In the video above, Build-A-Bear CEO Sharon Price John ’94 discusses her experiences as a student at Columbia Business School, her new book, and offers insights on business leadership.

For a transcript of the video, read below:


CBS: Tell us about your experience at CBS.

Sharon Price John: I chose to come to Columbia for reasons that might have been different from a lot of students at the time. I had been in more of a creative industry, the advertising industry in New York, and the experiences that I'd had with best in class clients -- M&M, Mars, Hershey -- at two different agencies really piqued my curiosity to the client side; the broader aspects of business, not just the marketing and advertising side. And I felt like I needed to have more of that traditional background to be able to make that leap to the client side.

That's where Columbia fits the bill. I learned the language of business. I learned a tremendous amount about the finance side, and accounting. I'd never even had an accounting class, so you can imagine starting Columbia where there's already a lot of CPAs in the actual business school. So I was doing a lot of racing to catch up on some of those harder core, linear sides of the business. But it's been invaluable for me, and I don't believe that I would be able to do what I have been able to do without achieving that goal.

CBS: What do you think of the new Manhattanville campus?

Price John: The new facility in Manhattanville is absolutely gorgeous. It's impressive. It is what Columbia Business School deserves, given the credibility of the school itself. I'm so energized by the possibilities of of where this could go.

CBS: What has changed since you were a student?

Price John: It's great to see that Columbia is keeping up with the demands of the time and with what students need today. I think that so much of what we learned, of course, was appropriate for the time, maybe even in specific learning sectors and functional areas. And we were checking a lot of boxes, which was traditional for a MBA that many years ago. But now students really need to be exposed to more of an entrepreneurial penchant -- fresh ways to think about innovative constructs. Breaking down old traditions about what could work and might not work.

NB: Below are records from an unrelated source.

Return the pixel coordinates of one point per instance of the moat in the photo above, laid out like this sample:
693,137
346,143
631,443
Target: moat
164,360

This generation of graduates is going to help lead us to so much change and evolution that we really, really need in the world right now. Whether that's the way we engage with the broader community and the workplace, or how we engage with our environment. And I think that type of innovation and entrepreneurial thinking, and the willingness to challenge and question and have those open forum discussions with some of the best minds, and great training, is where we're going to have to go.

CBS: Tell us about your new book.

Price John: The book is called Stories and Heart: Unlock the Power of Personal Stories to Create a Life You Love.

I can't say that I had always thought that I would write a book, but I was approached by Forbes to do so, and they wanted me to do a business book. But I didn't want to write a business book. Well then they asked me to write a personal book, and I didn’t want to write a personal book. I’m not ready to write my autobiography -- I’m not old enough yet! So I thought that some combination of those things might be interesting -- of different events that had happened in my life, and how those events molded and changed and influenced my life. And then combine that with a lot of data and research that supports some of the things that I was thinking in that moment.

CBS: What career advice do you have for current CBS students?

Price John: A lot of people ask me about career advice that I can provide to students. And even though this is age-old advice, I'm going to stand behind it: you really do have to pick something that you love. You have to really think about a way to weave your career and your life together instead of this old school work-life balance, as if there’s some big bifurcation between those two constructs. If you truly love what you're doing it doesn't feel so much like work. It will take the same amount of time and energy and effort for you to be successful in whatever you choose to endeavor.

There's something about loving what you're doing, where you believe that there is a bigger outcome, a goal that is bigger than yourself, that is energizing. You will wake up every day ready to put your feet on ground, ready to get moving. And that is so much more empowering than something that you believe is just a job.